Lembranças de areia
Garganta arranhando; respiração lenta; boca seca. A cada passo dado os músculos se revoltam em uma dor excruciante, mas ele se obriga a prosseguir. As ilusões já começam a se fazer presentes. Ele começa a ouvir o som de madeira estalando no fogo e por um momento olha ao redor desesperado em busca da fonte do incêndio, embora só o que veja sejam as ondas de calor que emanam da areia escaldante. Sem perceber olha para o alto e o som cessa. Lá está ela, a bola de fogo implacável no céu, insensível a qualquer criatura daquela paisagem infernal.
Sua caminhada já dura dias, embora ele não possua lembranças mais antigas do que algumas poucas horas. O desejo de sair dali é maior que sua curiosidade sobre o porquê de não se lembrar de fatos anteriores à sua chegada ao deserto. Só o que faz é caminhar em busca de um indício de civilização. Não tem lembrança da última vez que bebeu água, mas não pensa nisso. A fome e a sede o torturam mais do que as dores no corpo.
O último vestígio de vida foi uma cobra da cor da própria areia que ele viu, ou pensou ter visto, rastejando perto de si. O pavor de cobras logo foi substituído pelo instinto de sobrevivência. Como almoço a serpente não era um prato muito atraente, tendo pequenos chifres saindo da cabeça e parecendo ser somente constituída de pele, osso e veneno. Começou a se perguntar se teria algum sabor ou se teria gosto da própria areia. Não importava, só o que ele sabia era que aquele animal lhe forneceria mais algumas horas de preciosa energia. Mas como ele faria para capturá-la, afinal era venenosa. Cansado como estava a ideia de morrer lutando pela própria vida não pareceu-lhe tão ruim...No fim ele não precisou se preocupar muito com o método, pois ao se aproximar um pouco mais da serpente, em preparação para a captura, após limpar os olhos ela havia simplesmente desaparecido. Por mais perigo que ela pudesse representar, ou fome que estivesse sentindo não se esforçou muito para tentar encontrá-la novamente...
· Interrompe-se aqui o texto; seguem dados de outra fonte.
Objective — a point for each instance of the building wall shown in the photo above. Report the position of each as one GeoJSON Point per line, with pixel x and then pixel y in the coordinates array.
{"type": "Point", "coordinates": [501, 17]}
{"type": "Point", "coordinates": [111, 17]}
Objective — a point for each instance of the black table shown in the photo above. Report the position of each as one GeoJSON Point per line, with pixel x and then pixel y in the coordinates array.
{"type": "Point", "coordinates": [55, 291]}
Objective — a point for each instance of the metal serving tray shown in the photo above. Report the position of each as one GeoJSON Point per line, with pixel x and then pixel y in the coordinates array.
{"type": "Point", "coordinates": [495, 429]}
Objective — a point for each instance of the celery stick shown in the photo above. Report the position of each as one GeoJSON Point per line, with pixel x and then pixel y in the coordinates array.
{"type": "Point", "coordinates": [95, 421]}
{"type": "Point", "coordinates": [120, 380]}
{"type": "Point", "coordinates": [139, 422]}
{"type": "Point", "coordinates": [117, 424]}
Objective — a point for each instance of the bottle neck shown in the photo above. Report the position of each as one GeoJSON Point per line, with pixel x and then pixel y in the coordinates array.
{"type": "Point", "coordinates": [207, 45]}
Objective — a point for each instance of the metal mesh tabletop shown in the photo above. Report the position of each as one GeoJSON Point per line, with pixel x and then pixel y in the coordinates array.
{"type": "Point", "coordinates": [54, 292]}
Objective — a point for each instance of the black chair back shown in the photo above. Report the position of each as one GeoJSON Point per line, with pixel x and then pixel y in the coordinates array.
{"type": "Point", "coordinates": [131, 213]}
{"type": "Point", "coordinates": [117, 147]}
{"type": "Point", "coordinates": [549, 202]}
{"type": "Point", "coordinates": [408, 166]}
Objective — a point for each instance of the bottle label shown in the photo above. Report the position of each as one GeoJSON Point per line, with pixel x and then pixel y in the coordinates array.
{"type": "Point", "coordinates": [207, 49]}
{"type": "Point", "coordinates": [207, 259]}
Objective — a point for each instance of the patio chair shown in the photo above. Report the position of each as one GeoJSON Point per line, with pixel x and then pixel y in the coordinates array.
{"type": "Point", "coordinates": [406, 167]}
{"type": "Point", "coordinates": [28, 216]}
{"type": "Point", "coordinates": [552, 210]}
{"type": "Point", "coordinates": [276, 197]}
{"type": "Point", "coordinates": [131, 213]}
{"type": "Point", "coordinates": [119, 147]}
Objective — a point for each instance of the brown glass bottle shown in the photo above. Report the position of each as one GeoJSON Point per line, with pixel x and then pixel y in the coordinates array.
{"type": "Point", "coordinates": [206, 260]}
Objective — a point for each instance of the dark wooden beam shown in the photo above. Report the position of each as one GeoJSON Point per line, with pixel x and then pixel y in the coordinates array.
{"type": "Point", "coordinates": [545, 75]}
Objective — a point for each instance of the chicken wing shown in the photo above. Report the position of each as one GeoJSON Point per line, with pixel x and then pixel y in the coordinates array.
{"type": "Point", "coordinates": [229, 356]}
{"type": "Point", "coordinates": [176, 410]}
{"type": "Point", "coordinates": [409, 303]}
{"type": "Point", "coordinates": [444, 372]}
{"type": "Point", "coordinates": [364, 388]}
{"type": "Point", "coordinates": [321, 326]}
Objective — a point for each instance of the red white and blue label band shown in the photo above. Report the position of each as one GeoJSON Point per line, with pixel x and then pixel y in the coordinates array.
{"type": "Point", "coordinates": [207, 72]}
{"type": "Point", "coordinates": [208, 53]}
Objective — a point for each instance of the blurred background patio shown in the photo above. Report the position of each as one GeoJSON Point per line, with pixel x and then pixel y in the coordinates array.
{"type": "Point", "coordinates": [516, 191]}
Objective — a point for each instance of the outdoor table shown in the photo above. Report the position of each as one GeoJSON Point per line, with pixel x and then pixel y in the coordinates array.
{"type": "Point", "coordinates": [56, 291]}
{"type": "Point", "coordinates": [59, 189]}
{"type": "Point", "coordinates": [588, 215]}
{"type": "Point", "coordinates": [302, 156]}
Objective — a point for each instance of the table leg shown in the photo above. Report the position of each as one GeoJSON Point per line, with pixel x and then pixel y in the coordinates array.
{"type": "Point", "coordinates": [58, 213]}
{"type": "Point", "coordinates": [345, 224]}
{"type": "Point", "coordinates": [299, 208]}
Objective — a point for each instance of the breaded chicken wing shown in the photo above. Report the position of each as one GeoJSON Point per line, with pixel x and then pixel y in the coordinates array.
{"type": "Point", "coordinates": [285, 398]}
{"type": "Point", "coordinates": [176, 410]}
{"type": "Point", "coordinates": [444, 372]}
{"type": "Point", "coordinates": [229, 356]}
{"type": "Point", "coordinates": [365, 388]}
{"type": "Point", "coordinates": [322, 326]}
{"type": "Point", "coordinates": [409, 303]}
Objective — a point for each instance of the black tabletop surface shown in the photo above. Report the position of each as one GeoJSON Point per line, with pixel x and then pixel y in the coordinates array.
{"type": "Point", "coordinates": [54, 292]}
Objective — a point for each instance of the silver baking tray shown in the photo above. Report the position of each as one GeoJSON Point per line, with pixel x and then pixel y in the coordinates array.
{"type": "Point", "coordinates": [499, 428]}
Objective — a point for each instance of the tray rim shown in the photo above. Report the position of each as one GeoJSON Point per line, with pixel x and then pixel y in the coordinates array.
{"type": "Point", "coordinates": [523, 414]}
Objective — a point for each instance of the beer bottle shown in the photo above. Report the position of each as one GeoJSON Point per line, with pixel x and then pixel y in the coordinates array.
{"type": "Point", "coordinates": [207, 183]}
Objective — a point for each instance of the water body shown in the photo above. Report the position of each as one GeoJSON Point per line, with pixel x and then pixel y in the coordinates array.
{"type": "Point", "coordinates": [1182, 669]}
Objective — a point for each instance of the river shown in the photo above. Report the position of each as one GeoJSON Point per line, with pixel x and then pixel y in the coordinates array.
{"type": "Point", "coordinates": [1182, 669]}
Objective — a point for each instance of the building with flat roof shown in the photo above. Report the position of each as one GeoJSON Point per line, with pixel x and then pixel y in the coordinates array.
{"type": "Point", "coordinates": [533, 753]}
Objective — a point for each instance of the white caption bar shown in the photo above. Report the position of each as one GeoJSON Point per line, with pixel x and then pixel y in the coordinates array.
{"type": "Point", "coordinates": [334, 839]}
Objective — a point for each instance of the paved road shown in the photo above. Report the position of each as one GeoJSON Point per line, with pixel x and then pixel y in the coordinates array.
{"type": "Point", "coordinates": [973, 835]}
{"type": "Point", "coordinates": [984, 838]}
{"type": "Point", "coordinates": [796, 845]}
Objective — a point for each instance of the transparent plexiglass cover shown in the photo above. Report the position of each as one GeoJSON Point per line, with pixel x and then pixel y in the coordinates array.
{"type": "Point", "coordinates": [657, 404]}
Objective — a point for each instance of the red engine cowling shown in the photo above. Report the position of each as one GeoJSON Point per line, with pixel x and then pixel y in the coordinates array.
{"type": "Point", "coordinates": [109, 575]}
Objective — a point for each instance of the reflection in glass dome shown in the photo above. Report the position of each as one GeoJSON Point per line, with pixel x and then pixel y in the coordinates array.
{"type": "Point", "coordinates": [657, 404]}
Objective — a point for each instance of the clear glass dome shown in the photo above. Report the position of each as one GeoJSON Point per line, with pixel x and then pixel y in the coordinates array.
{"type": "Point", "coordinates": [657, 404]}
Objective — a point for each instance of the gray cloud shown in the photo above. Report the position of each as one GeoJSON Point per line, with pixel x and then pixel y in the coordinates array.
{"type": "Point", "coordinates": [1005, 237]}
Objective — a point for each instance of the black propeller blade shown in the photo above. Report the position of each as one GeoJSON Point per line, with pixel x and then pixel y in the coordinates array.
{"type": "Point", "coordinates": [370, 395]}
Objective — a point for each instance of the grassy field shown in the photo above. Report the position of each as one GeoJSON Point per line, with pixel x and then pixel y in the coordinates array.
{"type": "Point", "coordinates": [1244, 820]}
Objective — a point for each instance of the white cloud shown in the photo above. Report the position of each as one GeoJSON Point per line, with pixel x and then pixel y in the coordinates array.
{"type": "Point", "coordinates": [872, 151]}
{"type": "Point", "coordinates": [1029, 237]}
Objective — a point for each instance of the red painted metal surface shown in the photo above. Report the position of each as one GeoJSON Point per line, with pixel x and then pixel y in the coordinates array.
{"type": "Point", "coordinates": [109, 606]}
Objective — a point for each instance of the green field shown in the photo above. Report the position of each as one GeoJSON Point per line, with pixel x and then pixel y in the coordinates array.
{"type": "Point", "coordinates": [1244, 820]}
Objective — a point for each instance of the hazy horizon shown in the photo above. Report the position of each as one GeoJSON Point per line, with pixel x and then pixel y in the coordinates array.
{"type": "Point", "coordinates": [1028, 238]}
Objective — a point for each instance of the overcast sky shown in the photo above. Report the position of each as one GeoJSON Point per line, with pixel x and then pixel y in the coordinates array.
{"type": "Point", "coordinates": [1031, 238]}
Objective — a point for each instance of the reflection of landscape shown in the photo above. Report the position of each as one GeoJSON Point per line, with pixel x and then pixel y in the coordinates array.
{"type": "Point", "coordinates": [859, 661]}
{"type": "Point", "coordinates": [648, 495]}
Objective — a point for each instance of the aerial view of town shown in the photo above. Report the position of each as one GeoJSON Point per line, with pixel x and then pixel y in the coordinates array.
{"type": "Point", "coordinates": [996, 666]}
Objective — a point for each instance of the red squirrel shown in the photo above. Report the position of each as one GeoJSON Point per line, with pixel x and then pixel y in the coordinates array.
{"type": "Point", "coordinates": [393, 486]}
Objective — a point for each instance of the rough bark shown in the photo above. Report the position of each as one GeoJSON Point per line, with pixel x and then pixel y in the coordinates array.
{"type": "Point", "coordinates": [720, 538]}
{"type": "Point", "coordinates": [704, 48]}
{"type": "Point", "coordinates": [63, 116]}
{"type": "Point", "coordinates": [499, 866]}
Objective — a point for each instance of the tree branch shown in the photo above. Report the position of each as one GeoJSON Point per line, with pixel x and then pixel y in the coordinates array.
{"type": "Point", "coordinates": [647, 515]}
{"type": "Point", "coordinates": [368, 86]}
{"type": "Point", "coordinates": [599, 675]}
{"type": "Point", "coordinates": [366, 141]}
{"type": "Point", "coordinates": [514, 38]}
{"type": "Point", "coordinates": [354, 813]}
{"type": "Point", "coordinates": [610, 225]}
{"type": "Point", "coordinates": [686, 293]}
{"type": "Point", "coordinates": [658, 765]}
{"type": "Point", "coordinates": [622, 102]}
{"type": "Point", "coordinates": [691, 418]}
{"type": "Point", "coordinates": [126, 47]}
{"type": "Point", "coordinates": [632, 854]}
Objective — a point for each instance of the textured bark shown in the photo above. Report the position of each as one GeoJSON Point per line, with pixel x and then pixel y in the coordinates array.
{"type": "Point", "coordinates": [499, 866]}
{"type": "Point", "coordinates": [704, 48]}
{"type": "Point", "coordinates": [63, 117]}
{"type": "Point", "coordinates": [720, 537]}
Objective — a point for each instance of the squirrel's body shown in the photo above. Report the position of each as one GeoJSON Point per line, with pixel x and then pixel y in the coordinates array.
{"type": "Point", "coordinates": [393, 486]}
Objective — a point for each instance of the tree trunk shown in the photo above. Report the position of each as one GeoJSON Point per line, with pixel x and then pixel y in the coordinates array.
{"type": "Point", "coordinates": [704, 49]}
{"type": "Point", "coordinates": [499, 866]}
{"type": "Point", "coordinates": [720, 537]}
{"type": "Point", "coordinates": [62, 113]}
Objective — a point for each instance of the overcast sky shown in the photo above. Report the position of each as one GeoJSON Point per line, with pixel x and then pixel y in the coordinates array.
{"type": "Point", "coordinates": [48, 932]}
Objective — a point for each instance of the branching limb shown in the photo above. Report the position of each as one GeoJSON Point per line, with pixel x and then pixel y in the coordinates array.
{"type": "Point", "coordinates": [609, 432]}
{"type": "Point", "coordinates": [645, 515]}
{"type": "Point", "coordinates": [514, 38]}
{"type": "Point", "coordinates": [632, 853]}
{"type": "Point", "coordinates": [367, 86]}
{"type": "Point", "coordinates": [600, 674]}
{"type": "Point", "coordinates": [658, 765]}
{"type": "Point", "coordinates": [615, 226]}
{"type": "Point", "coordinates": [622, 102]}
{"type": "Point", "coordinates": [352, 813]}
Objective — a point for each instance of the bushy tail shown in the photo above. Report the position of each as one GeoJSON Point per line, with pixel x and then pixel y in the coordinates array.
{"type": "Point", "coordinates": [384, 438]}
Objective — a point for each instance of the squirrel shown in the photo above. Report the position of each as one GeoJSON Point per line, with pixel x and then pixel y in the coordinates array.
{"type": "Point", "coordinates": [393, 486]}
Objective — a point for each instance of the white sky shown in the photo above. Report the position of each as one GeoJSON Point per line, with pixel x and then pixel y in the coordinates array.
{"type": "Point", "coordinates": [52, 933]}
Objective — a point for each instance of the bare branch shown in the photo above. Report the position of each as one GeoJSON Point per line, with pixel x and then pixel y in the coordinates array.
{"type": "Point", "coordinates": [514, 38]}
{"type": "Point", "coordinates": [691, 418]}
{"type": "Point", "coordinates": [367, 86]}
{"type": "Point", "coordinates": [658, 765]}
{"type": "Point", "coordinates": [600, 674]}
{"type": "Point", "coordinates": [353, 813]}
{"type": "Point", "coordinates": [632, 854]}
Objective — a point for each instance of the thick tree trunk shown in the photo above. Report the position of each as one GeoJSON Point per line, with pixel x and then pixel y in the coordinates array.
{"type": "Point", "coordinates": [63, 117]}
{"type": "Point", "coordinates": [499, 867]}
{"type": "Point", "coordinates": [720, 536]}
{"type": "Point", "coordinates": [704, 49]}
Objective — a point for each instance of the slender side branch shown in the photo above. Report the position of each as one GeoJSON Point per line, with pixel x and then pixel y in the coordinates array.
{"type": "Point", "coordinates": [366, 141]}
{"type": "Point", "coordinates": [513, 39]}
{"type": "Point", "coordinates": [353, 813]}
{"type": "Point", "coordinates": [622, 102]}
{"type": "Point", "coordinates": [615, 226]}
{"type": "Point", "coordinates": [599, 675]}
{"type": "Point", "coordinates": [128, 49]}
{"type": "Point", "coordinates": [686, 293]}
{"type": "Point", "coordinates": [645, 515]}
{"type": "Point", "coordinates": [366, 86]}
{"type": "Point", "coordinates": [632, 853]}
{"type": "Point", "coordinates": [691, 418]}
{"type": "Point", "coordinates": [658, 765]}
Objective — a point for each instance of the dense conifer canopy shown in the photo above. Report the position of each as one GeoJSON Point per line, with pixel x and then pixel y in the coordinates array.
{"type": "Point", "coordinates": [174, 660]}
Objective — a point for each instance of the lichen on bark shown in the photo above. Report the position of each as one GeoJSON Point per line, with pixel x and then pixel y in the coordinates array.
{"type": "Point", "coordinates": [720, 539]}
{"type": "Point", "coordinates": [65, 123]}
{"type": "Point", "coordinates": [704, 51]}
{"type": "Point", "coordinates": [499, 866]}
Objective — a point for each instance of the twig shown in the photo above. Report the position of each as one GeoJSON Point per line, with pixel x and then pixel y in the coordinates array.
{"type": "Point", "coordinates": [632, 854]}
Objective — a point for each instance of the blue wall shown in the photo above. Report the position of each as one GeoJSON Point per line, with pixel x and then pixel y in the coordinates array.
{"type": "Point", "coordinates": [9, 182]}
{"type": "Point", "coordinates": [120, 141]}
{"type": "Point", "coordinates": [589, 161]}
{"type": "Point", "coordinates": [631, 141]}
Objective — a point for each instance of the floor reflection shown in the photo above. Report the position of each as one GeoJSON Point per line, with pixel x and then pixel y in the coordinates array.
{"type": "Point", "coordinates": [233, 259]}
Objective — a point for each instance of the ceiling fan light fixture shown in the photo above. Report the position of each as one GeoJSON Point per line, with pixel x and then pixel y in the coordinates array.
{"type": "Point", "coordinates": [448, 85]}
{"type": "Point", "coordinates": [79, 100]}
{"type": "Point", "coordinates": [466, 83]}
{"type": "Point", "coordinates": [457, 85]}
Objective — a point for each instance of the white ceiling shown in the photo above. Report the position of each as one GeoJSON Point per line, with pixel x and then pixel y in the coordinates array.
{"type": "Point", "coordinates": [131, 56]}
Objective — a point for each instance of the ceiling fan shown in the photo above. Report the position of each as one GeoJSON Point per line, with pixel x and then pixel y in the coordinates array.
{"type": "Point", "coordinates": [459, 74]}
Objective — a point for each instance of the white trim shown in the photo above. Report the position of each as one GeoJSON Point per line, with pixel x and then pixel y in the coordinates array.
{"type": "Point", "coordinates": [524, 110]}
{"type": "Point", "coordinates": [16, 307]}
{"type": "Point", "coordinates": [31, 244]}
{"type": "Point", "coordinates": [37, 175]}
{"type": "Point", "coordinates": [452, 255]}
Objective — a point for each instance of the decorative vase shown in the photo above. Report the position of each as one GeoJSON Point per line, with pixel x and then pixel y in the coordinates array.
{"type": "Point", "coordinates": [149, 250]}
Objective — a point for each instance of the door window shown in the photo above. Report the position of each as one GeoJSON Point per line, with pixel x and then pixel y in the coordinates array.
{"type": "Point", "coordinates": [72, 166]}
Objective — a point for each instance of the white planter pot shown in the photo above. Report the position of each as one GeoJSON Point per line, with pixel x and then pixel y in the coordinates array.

Seu passatempo favorito era cogitar como havia chegado ali. As explicações seguiam-se em sua cabeça como se para distraí-lo da realidade. Talvez um acidente de avião, mas não estava ferido... Quem sabe tenha sido abandonado pelos companheiros? Mas que companheiros? Ora, os da excursão! Ou teria sido uma caravana...? Aviões, caravanas; tentar lembrar é um passatempo que, nessas circunstâncias, é tão mórbido quanto pensar em água.
De repente ele é forçado de volta à realidade, imobilizando-se como uma estátua. Sentindo uma presença às suas costas e como se a serpente houvesse voltado ele se lança a frente, sob protestos de todos os seus nervos, e ainda no chão, se vira para encarar o possível agressor. E lá está ela como se o simples pensamento a tivesse materializado ali. Mas havia algo de errado, a serpente que vinha em sua direção parecia aumentar de tamanho à medida que se aproximava. Ele espantado nada podia fazer e quando, por fim, o ofídio estava próximo o suficiente para que pudesse dar o bote, já estava do tamanho de um carro. Por mais que seus sentidos dissessem que aquilo não era real ele, apavorado, não se movia.
Estavam ambos imóveis à espera de um movimento, por mínimo que fosse. E foi a cobra quem tomou a iniciativa ao arreganhar as mandíbulas e exibir presas da espessura de troncos de árvores. Em segundos estaria terminado e ambos sabiam disso. Quando a cobra deu o bote fatal tudo escureceu e de um salto ele rolou para a direita e quase caiu no chão, tendo que se segurar do outro lado da cama para não cair. Tudo não passara de um pesadelo; suado, ofegante e com o corpo tomado por câimbras ele tenta se acostumar à escuridão de seu quarto e rapidamente as imagens e sensações antes tão vívidas se apagam de sua mente. Após se acalmar e secar nas cobertas ele tenta sem sucesso se lembrar do sonho que pudesse tê-lo deixado naquele estado. Por fim volta a dormir, embora no dia seguinte ele venha a se perguntar sobre a areia em sua roupa de cama e sobre seus sapatos.